Yikes! I cannot count the number of sexist implications in that sentence about both women and men and I feel sorry for Jones (a father of three girls) that he apparently had such a lackluster experience with fatherhood. But let’s focus on the part about mothers turning into mush-brained idiots obsessed with all things baby. While that may be the case for some women — and there’s nothing wrong with falling so completely in love with motherhood — the truth lies somewhere else.
Women don’t leave the workforce because they’re ‘overwhelmed by the most beautiful experience which a man will never share about a mode of connection between that mother and baby,’ they’re leaving because jerkwads like Jones don’t create or invest in companies with family-friendly policies including better maternity leave and some kind of childcare system.
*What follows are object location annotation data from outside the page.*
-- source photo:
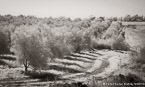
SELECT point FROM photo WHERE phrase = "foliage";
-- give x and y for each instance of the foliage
(29, 47)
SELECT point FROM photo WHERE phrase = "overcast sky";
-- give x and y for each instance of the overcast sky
(72, 8)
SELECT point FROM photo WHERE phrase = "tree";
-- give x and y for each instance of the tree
(4, 45)
(29, 47)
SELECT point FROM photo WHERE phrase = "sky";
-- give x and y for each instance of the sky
(72, 8)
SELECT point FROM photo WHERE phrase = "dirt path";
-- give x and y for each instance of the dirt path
(107, 63)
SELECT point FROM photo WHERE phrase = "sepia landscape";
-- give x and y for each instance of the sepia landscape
(72, 52)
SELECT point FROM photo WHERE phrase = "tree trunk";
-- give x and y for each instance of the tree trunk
(26, 65)
(26, 69)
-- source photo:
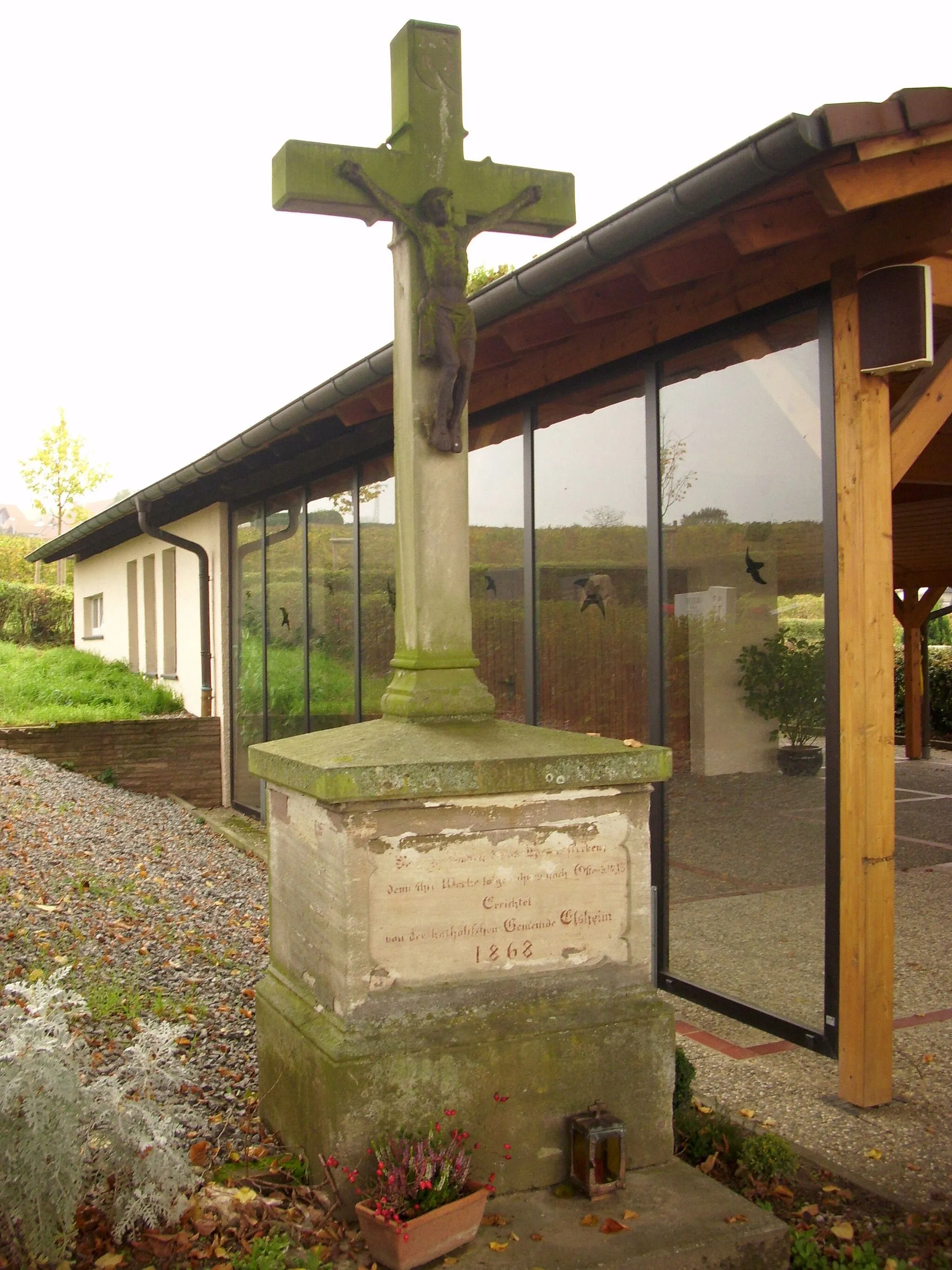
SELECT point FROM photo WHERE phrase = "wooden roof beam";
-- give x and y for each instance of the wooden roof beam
(848, 187)
(921, 412)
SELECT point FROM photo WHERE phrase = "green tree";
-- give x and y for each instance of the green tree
(59, 475)
(482, 277)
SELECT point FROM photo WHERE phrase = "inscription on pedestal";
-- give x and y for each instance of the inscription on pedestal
(501, 901)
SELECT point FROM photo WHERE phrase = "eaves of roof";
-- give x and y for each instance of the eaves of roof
(771, 154)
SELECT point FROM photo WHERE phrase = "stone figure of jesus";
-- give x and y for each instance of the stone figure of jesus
(447, 327)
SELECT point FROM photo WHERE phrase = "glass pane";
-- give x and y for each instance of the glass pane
(496, 568)
(248, 723)
(331, 581)
(285, 625)
(744, 634)
(591, 571)
(377, 585)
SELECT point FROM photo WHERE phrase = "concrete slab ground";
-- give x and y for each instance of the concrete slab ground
(902, 1150)
(686, 1222)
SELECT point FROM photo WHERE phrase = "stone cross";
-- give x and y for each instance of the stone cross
(436, 668)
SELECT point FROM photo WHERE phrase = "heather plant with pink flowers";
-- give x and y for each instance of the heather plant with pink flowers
(416, 1174)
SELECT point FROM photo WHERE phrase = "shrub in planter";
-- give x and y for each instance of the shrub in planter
(785, 680)
(421, 1203)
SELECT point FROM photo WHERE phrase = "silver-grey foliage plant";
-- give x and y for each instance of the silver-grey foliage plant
(64, 1132)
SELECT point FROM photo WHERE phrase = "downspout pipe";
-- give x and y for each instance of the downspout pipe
(154, 531)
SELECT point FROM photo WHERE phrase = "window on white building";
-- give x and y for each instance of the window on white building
(93, 616)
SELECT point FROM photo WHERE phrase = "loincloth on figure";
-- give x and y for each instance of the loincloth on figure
(440, 314)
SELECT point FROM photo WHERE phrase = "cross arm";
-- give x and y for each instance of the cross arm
(306, 178)
(487, 187)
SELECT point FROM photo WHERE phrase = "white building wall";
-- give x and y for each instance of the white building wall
(106, 574)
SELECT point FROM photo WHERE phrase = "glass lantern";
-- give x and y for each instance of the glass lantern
(597, 1151)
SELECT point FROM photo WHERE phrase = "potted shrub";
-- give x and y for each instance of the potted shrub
(422, 1202)
(785, 680)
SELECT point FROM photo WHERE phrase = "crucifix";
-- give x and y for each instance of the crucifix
(438, 201)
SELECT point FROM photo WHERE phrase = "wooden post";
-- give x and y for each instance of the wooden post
(912, 614)
(867, 775)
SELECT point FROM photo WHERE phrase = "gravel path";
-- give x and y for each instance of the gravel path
(158, 915)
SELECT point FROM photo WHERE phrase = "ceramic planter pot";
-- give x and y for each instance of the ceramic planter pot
(430, 1236)
(800, 760)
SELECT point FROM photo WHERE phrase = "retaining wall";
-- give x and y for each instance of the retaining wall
(150, 756)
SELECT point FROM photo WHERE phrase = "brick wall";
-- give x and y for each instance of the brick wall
(150, 756)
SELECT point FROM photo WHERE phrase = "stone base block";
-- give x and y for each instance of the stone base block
(332, 1084)
(683, 1223)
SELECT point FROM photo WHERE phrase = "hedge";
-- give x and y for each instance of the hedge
(36, 614)
(940, 690)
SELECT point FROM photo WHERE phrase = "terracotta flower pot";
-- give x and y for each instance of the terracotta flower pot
(426, 1237)
(800, 760)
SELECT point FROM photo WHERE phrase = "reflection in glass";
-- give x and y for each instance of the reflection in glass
(331, 597)
(377, 585)
(248, 723)
(285, 618)
(744, 600)
(591, 571)
(497, 568)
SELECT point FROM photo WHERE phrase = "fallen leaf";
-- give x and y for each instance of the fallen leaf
(611, 1227)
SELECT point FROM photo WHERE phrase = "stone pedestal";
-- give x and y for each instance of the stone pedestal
(460, 911)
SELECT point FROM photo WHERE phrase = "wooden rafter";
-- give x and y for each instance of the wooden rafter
(921, 412)
(848, 187)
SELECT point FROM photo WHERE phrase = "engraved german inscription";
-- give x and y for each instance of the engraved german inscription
(508, 901)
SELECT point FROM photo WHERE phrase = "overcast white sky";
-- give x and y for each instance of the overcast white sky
(148, 287)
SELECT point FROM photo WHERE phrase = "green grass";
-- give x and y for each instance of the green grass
(65, 685)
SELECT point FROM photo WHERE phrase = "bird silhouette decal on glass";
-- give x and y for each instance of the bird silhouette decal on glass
(754, 568)
(593, 592)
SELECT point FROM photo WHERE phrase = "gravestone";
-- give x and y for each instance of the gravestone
(460, 906)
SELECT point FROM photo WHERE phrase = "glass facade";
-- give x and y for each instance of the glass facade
(497, 586)
(592, 571)
(743, 558)
(649, 555)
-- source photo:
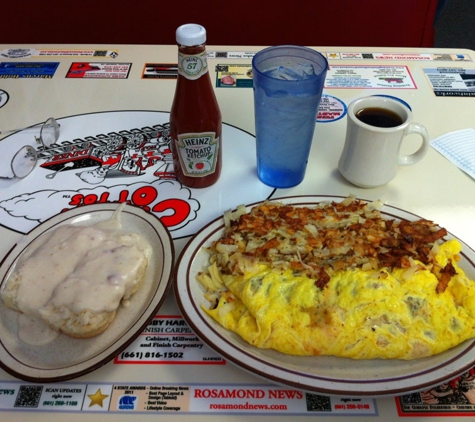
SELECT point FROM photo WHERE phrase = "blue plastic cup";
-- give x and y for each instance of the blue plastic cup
(287, 94)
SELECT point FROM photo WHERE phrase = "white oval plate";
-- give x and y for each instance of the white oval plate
(324, 374)
(66, 357)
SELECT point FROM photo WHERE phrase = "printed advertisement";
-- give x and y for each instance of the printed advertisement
(234, 76)
(91, 70)
(453, 398)
(452, 82)
(19, 70)
(160, 71)
(16, 53)
(249, 399)
(168, 340)
(368, 77)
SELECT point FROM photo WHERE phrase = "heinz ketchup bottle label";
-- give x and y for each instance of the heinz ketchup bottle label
(198, 153)
(192, 66)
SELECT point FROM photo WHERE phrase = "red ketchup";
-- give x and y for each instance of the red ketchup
(195, 118)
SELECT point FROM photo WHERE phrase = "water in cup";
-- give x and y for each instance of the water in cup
(288, 83)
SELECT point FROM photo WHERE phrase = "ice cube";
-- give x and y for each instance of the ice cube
(298, 72)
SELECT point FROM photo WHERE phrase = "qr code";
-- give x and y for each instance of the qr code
(316, 403)
(414, 398)
(28, 396)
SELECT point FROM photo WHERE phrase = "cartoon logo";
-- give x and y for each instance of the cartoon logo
(123, 156)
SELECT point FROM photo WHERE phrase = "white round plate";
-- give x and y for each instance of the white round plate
(323, 374)
(66, 357)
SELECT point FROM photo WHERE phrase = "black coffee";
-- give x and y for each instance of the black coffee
(379, 117)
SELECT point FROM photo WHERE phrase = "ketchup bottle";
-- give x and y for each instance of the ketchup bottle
(195, 118)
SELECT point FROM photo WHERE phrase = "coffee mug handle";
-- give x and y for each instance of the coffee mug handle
(407, 160)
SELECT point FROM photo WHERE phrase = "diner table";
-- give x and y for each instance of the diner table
(107, 91)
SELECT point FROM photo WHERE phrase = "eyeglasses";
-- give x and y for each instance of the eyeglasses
(25, 159)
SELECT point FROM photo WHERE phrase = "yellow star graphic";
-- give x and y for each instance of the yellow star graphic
(97, 398)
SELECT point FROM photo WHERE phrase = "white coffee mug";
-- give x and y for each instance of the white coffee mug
(371, 154)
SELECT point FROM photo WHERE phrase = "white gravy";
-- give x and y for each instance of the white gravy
(79, 267)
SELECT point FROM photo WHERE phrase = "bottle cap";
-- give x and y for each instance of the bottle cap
(190, 34)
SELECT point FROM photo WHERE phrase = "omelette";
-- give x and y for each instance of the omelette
(339, 279)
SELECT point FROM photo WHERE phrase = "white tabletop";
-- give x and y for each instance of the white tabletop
(434, 189)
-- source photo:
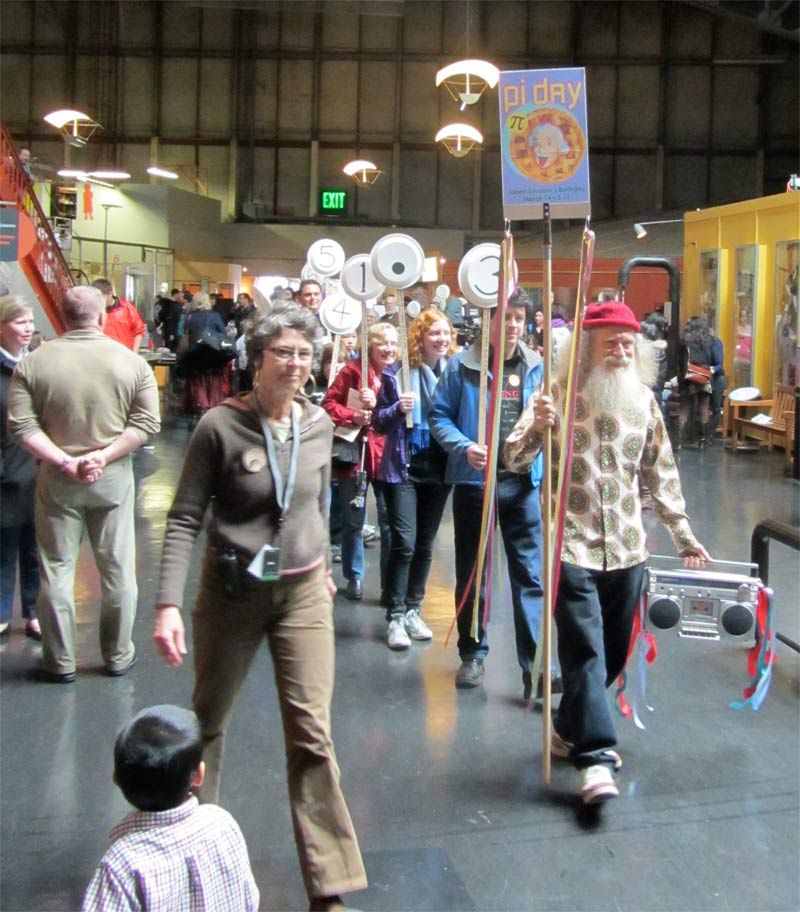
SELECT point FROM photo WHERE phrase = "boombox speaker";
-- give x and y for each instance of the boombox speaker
(703, 604)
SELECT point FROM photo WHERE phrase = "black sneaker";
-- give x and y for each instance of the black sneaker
(470, 674)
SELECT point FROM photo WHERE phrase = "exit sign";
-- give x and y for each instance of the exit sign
(333, 201)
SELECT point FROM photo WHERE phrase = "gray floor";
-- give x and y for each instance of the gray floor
(445, 786)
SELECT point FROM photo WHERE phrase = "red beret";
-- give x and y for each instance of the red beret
(610, 313)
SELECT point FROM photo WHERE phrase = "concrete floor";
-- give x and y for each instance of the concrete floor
(445, 786)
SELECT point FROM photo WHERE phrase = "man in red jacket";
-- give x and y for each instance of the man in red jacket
(123, 321)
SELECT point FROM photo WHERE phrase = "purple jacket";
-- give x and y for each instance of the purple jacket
(389, 420)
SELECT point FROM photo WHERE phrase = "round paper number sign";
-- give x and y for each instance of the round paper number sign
(358, 279)
(340, 314)
(326, 257)
(479, 275)
(397, 260)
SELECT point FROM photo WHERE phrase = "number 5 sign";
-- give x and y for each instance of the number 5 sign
(326, 257)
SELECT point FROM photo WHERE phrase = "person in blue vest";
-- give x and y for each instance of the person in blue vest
(453, 422)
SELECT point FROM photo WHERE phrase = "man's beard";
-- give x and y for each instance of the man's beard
(608, 388)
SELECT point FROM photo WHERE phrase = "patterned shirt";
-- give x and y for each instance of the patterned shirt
(191, 858)
(603, 527)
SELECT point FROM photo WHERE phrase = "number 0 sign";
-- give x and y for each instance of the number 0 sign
(326, 257)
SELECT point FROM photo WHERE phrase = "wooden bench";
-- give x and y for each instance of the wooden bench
(780, 423)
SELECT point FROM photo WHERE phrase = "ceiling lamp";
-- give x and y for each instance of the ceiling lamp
(110, 175)
(76, 128)
(364, 173)
(467, 80)
(641, 231)
(459, 139)
(161, 172)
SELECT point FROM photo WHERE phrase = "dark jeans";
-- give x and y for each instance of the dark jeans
(353, 523)
(520, 521)
(415, 512)
(18, 543)
(594, 617)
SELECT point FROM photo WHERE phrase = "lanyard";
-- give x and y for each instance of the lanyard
(283, 494)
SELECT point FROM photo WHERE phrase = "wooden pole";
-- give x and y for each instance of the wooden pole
(547, 500)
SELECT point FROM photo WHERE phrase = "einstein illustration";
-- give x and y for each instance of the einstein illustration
(546, 144)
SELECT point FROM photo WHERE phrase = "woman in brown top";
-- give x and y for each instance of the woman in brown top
(262, 462)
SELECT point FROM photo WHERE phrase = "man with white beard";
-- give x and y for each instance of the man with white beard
(619, 441)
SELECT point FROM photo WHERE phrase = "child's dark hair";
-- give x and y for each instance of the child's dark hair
(156, 755)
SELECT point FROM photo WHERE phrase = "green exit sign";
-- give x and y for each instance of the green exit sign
(333, 201)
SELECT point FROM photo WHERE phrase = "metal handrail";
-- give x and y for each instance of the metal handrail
(45, 266)
(773, 530)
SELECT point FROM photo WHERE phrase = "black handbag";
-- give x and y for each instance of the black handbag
(345, 453)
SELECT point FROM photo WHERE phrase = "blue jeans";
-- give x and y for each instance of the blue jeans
(594, 617)
(519, 517)
(353, 523)
(415, 512)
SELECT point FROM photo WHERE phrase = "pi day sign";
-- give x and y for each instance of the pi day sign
(544, 142)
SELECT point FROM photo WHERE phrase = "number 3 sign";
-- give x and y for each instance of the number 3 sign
(326, 257)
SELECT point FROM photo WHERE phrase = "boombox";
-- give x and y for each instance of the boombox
(703, 604)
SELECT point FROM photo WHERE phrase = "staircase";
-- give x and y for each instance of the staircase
(44, 267)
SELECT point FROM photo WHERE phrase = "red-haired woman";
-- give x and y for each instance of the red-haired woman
(415, 502)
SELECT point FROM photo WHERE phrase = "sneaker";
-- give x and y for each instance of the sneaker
(597, 784)
(470, 674)
(416, 628)
(397, 638)
(560, 749)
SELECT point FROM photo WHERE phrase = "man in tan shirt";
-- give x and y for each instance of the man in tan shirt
(81, 405)
(619, 441)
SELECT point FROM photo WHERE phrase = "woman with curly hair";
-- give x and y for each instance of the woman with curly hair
(415, 499)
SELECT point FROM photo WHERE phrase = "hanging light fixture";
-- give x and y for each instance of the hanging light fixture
(161, 172)
(641, 231)
(363, 172)
(76, 127)
(459, 139)
(467, 80)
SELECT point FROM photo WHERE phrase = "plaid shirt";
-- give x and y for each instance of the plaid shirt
(191, 858)
(603, 528)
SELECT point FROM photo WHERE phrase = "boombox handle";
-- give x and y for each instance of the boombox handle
(751, 568)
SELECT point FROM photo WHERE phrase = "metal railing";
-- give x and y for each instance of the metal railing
(44, 267)
(773, 530)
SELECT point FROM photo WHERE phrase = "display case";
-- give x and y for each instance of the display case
(786, 358)
(744, 315)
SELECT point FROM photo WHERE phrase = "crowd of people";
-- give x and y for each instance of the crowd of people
(282, 477)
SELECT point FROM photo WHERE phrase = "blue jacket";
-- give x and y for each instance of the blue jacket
(454, 415)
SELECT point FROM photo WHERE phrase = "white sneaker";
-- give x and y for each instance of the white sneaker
(560, 748)
(397, 637)
(416, 628)
(597, 784)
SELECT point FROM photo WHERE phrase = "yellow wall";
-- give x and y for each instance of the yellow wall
(763, 222)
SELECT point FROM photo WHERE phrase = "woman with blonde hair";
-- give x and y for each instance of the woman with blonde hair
(411, 473)
(348, 410)
(17, 480)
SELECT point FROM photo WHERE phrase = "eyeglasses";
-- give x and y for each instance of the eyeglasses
(286, 354)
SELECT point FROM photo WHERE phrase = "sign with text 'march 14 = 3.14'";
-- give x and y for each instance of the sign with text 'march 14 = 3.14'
(544, 142)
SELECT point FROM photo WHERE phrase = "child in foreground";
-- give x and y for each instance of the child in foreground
(171, 853)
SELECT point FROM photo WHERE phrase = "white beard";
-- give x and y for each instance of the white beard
(611, 391)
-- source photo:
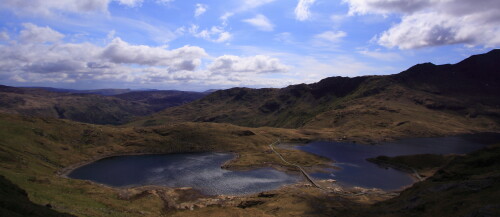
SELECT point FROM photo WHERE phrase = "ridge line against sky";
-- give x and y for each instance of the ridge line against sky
(199, 45)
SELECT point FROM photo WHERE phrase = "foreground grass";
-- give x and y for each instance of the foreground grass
(34, 150)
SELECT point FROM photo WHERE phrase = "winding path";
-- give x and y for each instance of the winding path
(295, 165)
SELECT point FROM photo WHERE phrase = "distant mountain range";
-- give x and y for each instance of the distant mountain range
(106, 106)
(424, 100)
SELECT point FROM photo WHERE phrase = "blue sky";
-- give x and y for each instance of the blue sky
(199, 45)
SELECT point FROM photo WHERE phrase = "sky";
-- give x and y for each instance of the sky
(198, 45)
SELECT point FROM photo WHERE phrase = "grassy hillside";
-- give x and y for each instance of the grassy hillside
(467, 186)
(425, 100)
(161, 99)
(89, 108)
(14, 202)
(33, 151)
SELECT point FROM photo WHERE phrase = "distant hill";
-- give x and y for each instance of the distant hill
(104, 92)
(161, 99)
(89, 108)
(424, 100)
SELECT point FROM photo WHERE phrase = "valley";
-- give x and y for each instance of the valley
(44, 135)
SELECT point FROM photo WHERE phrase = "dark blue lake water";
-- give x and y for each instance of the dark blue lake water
(357, 171)
(201, 171)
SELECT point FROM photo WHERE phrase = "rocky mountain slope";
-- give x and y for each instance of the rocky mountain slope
(89, 108)
(424, 100)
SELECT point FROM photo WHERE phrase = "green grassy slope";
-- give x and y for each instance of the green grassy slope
(425, 100)
(467, 186)
(14, 202)
(89, 108)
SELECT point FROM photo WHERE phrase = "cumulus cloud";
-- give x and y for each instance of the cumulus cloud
(4, 36)
(302, 10)
(385, 56)
(130, 3)
(200, 9)
(330, 36)
(229, 64)
(427, 23)
(250, 4)
(185, 58)
(215, 34)
(50, 7)
(35, 34)
(48, 58)
(261, 22)
(68, 62)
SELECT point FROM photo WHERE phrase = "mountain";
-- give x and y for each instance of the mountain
(161, 99)
(424, 100)
(14, 202)
(89, 108)
(104, 92)
(467, 186)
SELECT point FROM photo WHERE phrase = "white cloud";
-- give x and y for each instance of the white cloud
(35, 34)
(184, 58)
(250, 4)
(225, 17)
(330, 36)
(302, 10)
(261, 22)
(427, 23)
(4, 36)
(130, 3)
(229, 64)
(385, 56)
(127, 64)
(68, 62)
(214, 34)
(200, 9)
(51, 7)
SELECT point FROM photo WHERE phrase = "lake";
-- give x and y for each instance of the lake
(357, 171)
(201, 171)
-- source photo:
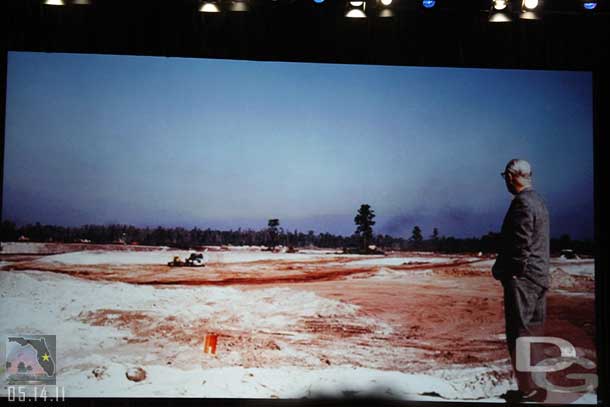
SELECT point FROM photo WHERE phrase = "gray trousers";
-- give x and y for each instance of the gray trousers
(524, 313)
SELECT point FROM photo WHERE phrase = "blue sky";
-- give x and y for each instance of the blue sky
(228, 144)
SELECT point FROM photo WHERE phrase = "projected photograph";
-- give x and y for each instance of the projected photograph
(241, 229)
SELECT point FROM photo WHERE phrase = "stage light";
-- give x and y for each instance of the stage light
(356, 9)
(209, 7)
(500, 5)
(239, 6)
(530, 9)
(500, 12)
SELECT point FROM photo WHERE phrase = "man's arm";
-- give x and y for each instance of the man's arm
(518, 242)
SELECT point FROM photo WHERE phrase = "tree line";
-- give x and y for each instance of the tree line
(363, 240)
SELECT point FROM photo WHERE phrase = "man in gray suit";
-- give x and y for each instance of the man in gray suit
(522, 266)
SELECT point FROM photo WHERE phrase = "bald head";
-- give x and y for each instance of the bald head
(518, 175)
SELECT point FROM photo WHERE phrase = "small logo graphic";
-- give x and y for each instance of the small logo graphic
(30, 359)
(588, 381)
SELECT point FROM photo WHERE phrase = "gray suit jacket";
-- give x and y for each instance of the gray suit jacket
(525, 240)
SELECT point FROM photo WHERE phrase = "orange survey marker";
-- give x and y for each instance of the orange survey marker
(209, 344)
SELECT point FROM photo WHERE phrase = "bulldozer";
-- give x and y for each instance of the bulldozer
(194, 260)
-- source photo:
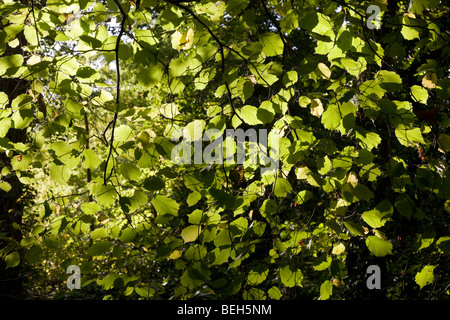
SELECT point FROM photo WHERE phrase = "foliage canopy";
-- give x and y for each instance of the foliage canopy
(363, 127)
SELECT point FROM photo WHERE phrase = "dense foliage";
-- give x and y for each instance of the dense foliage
(95, 95)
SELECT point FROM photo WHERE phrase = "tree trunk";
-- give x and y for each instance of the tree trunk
(11, 202)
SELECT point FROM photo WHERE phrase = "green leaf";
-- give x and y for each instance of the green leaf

What that means is women who worked their asses off to get to a point in their career where they have enough financial breathing room to maaaaaybe contemplate having a child are getting knocked out of the workforce because they need to recover from having that baby. And then they realize that returning to work and paying for childcare (which is becoming increasingly more expensive) doesn’t make financial sense.
It seems that many big-time business owners like Jones don’t realize that having a baby is a physically grueling ordeal on par with surgery (and in the case of a C-section actually is major surgery) and requires recovery time. So mom needs maternity leave not necessarily to lose herself in the joys of motherhood, but to actually recover from a human being exiting her body. Someone slices a guy open and takes out a gall bladder or an appendix and it’s very clear he needs some time off work to recover and nobody gives him the sneaky side-eye for it. Yet a woman experiences childbirth (just about one of the most physically grueling things you can put a body through) and she gets accused of being a brain-addled idiot because she wants some time off to recover.
That’s not even taking into account the emotional angle of allowing a family the time to bond with a new member of their family. God forbid companies take emotions and a family’s well-being into account. So mom is home utilizing her crap maternity leave to recover which inevitably turns her into the primary caregiver. Later, when it’s time to return to work, families often bump into the cold, hard fact that childcare equals the salary of one of the parents and it makes more sense for someone to stay home. That someone is usually the one who was already home recovering from birth. So it defaults to mom to quit her job and be with baby. Slate notes, “This phenomenon is backed up by census data: Wealthier first-time moms who can afford childcare are more likely to work full-time until their last months of pregnancy, they’re more likely to benefit from paid leave, and they’re more likely to return to their jobs once their babies are born.”
In other words, unlike what Jones and his equally sexist cronies may think about moms not being able to focus on high-powered jobs because they’re so enamored with motherhood is, in fact, the opposite of what is actually happening. Women are simply realizing the numbers don’t make sense and they end up sacrificing a career as a result.
The Joneses of the world need to stop stereotyping what mothers can achieve in the working world and offer up some solid maternity benefits and childcare options within the billion dollar companies they run. The fact that mothers are climbing to the tops of these huge corporations despite the fact that the United States has the worst maternity leave laws on Earth should tell you a little something about just how badass we can be.